Was bedeutet für Euch Wald?
Den brauchen wir zum Atmen! Und er ist doch auch einfach so schön – diese alten, wilden Bäume, diese Baumbärte, die Rinde… Das ist doch einfach das Schönste!

 

Was bedeutet für Euch das Gebirge?
Ohne Berge, das kann man sich doch gar nicht vorstellen! Wie viel wir früher in den Bergen war – mit den Kindern, einfach den Rucksack packen und los. Das war das Beste.

 

Was bedeutet für Euch Königstraum?
Der König Ludwig, der Luggi ist noch voll da, natürlich spielt der heute noch eine Rolle. Nicht nur in unserer Generation! Er hatte schon auch ein Auge dafür, wo es schön ist.
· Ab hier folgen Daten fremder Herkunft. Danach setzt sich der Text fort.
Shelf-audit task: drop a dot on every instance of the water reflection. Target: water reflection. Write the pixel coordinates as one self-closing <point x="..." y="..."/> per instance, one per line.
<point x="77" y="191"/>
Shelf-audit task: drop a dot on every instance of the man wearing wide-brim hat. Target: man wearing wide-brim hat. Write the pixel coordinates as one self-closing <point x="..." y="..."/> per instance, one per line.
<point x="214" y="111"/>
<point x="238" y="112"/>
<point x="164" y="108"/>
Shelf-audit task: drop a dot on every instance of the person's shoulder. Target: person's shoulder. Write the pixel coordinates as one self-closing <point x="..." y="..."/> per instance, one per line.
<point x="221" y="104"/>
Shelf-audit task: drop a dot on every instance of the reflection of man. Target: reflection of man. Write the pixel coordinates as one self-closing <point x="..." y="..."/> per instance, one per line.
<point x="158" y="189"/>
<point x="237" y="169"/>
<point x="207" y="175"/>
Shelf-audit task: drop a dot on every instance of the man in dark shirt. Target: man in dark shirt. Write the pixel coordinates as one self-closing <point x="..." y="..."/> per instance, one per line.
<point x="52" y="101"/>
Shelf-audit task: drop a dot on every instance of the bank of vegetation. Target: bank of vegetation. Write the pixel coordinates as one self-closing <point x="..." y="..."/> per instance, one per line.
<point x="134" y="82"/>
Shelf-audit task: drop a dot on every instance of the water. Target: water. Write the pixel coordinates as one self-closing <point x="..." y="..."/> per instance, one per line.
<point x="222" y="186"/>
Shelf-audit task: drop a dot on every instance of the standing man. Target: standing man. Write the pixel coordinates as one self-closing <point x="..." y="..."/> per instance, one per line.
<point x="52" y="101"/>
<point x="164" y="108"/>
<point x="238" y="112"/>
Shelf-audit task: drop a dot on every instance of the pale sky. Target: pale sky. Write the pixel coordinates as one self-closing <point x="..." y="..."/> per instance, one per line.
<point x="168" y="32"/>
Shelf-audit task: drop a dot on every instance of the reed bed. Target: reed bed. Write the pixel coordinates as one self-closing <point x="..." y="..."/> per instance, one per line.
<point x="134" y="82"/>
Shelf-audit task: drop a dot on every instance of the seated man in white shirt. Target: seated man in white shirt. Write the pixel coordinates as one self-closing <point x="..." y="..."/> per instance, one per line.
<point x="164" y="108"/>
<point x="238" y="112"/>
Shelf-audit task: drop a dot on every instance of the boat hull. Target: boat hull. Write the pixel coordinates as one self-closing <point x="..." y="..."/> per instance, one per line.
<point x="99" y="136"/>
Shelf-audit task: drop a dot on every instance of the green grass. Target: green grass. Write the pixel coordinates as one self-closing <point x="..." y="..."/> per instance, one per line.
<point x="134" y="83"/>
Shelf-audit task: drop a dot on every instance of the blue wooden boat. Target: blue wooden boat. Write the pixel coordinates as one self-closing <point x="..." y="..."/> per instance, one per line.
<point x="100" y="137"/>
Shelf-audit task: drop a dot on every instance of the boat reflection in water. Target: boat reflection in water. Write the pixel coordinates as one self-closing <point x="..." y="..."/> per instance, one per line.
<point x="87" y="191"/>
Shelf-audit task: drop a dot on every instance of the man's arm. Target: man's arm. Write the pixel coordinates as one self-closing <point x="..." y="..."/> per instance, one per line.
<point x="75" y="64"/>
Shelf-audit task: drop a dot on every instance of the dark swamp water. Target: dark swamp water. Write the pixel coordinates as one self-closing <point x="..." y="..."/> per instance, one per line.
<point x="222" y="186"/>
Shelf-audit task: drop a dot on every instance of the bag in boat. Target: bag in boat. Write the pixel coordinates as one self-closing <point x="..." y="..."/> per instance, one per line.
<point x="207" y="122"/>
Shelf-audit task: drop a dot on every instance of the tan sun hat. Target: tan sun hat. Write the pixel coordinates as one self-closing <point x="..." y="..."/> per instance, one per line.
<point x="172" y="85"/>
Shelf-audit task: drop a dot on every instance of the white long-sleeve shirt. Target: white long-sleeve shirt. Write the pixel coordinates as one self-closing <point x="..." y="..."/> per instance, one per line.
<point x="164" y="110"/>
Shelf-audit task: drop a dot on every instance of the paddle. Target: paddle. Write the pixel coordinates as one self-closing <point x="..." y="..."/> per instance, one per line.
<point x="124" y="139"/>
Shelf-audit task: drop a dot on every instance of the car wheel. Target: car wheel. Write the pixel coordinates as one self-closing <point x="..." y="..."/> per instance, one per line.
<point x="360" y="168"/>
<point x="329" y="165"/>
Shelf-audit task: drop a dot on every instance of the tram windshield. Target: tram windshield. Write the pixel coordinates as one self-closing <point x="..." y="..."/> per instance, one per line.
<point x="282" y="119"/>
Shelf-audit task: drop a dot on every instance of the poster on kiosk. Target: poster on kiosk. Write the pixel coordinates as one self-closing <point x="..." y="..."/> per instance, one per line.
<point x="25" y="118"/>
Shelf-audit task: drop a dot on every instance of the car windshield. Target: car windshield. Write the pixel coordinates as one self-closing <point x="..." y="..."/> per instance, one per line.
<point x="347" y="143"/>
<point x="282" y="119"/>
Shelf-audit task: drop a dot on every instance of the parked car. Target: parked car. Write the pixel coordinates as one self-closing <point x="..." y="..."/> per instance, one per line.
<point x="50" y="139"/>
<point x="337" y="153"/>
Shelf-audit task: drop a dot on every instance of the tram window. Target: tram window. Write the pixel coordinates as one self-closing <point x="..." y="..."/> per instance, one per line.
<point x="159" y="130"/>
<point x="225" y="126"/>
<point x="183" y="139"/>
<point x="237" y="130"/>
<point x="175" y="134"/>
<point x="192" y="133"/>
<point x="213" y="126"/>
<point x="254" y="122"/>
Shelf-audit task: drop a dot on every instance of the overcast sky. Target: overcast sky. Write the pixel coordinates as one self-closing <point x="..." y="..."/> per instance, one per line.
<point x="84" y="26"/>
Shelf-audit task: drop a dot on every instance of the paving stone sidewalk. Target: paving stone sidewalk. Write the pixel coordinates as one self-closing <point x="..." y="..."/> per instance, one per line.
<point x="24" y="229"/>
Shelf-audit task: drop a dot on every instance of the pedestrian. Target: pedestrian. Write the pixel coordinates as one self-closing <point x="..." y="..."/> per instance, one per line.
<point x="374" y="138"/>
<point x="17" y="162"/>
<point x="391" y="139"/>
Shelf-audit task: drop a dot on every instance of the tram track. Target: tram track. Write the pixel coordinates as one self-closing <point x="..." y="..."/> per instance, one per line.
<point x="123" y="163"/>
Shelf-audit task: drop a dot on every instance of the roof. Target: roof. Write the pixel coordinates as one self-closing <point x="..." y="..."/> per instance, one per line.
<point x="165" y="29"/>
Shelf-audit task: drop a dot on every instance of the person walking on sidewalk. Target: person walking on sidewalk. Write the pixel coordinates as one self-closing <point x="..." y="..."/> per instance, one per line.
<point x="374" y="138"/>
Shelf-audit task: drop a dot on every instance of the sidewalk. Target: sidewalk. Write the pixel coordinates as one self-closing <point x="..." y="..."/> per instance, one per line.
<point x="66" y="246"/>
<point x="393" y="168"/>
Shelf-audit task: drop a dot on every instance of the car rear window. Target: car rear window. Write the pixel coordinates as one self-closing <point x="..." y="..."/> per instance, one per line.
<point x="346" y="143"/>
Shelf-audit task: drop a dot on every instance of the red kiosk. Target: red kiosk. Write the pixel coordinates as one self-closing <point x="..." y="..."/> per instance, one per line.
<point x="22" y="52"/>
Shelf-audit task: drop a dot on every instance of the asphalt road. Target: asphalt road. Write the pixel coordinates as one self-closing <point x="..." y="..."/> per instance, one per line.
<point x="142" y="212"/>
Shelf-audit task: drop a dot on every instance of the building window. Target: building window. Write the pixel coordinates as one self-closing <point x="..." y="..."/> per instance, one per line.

Wir haben ein Jahr lang neben dem Schloss Linderhof gelebt. Das war wirklich schön.

 

Was bedeutet für Euch Mythos Bayern?
…darf ich das so sagen? Also ich finde, Bayern ist das schönste auf der ganzen Welt. Und wir haben schon viel von der Welt gesehen, aber das hier, das ist schon was ganz Besonderes. Auch die Leute, hier wird noch Brauchtum gelebt, man trägt noch Tracht und hält zusammen. Das ist etwas Besonderes.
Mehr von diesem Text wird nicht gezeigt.